I am always interested in seeing how digital trends and emerging technologies manifest themselves in the real world. I love the idea of taking the online world offline and the offline world online. This is already happening in city-wide scavenger hunts using tools like Foursquare and Twitter to pass on clues and through billboards like GranataPet dog food billboard in Germany.
Now, we have another interesting idea coming out of the UK - "Real Life Farmville." According to an article today in PSFK, "a large working farm will be taken over for the first time by web users across the world on Wednesday, who will vote on every key decision taken on its cattle, pigs, sheep and crops. The MyFarm experiment hands over power at the National Trust’s 2,500-acre Wimpole Estate farm in Cambridgeshire, UK. Up to 10,000 farming novices will choose which bull to buy, which crop to plant and whether to spilt fields to resurrect lost hedgerows."
MyFarm experiment capitalizes on the existing popularity of Farmville, which currently has 47 million players a month and is the second most popular game on Facebook, to help people understand where their food comes from.

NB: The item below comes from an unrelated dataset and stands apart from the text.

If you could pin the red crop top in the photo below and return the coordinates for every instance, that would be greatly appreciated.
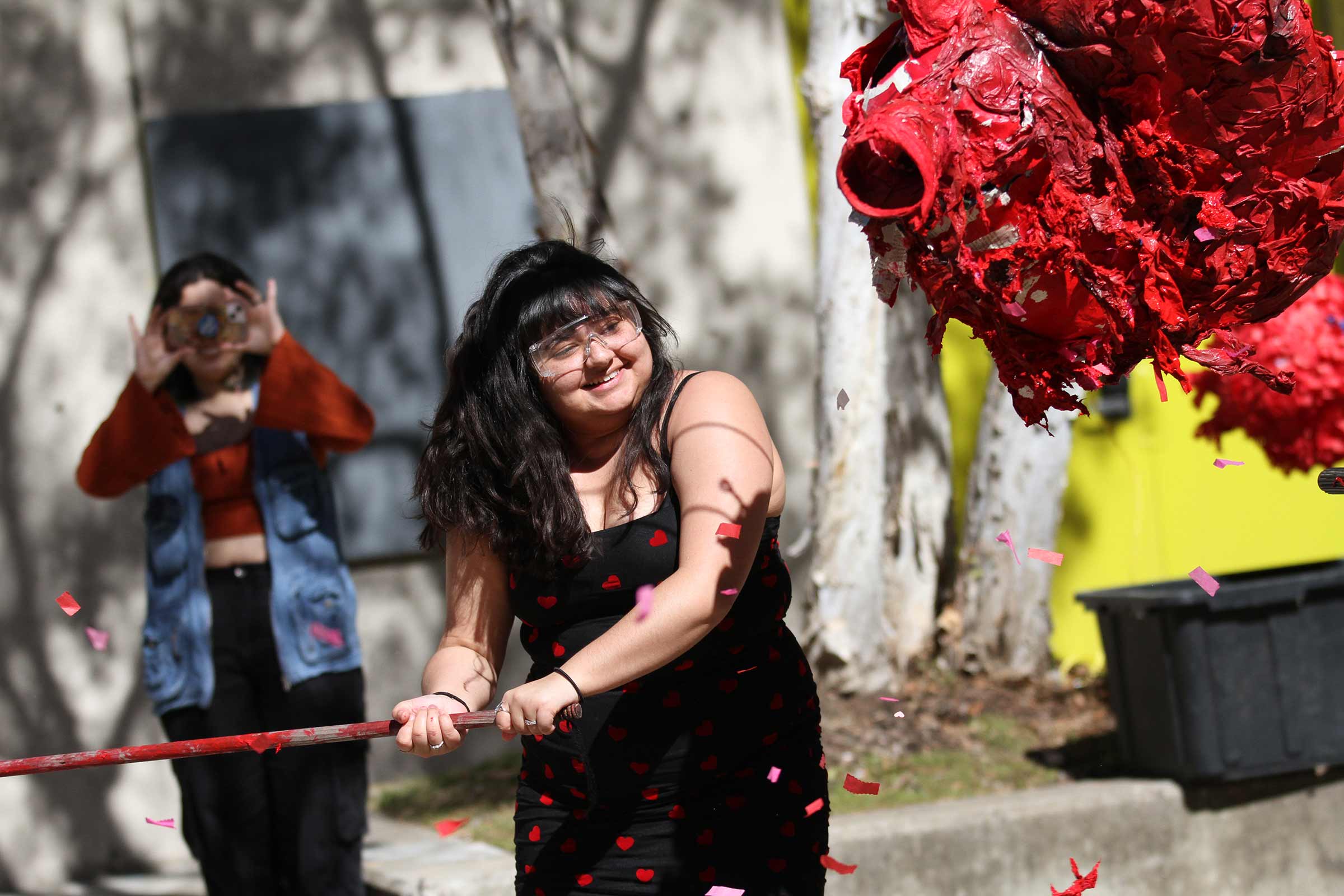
(146, 433)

As stated in the article: "'The National Trust is the UK’s biggest farmer,' said Fiona Reynolds, its director-general. 'This is all about reconnecting people to where their food comes from. Our TNS poll showed that only 8% of mothers feel confident talking to their children about where their food comes from. That’s really poignant.'"
It will definitely be interesting to see how the MyFarm experiment shapes up. Personally, I would love to see it succeed.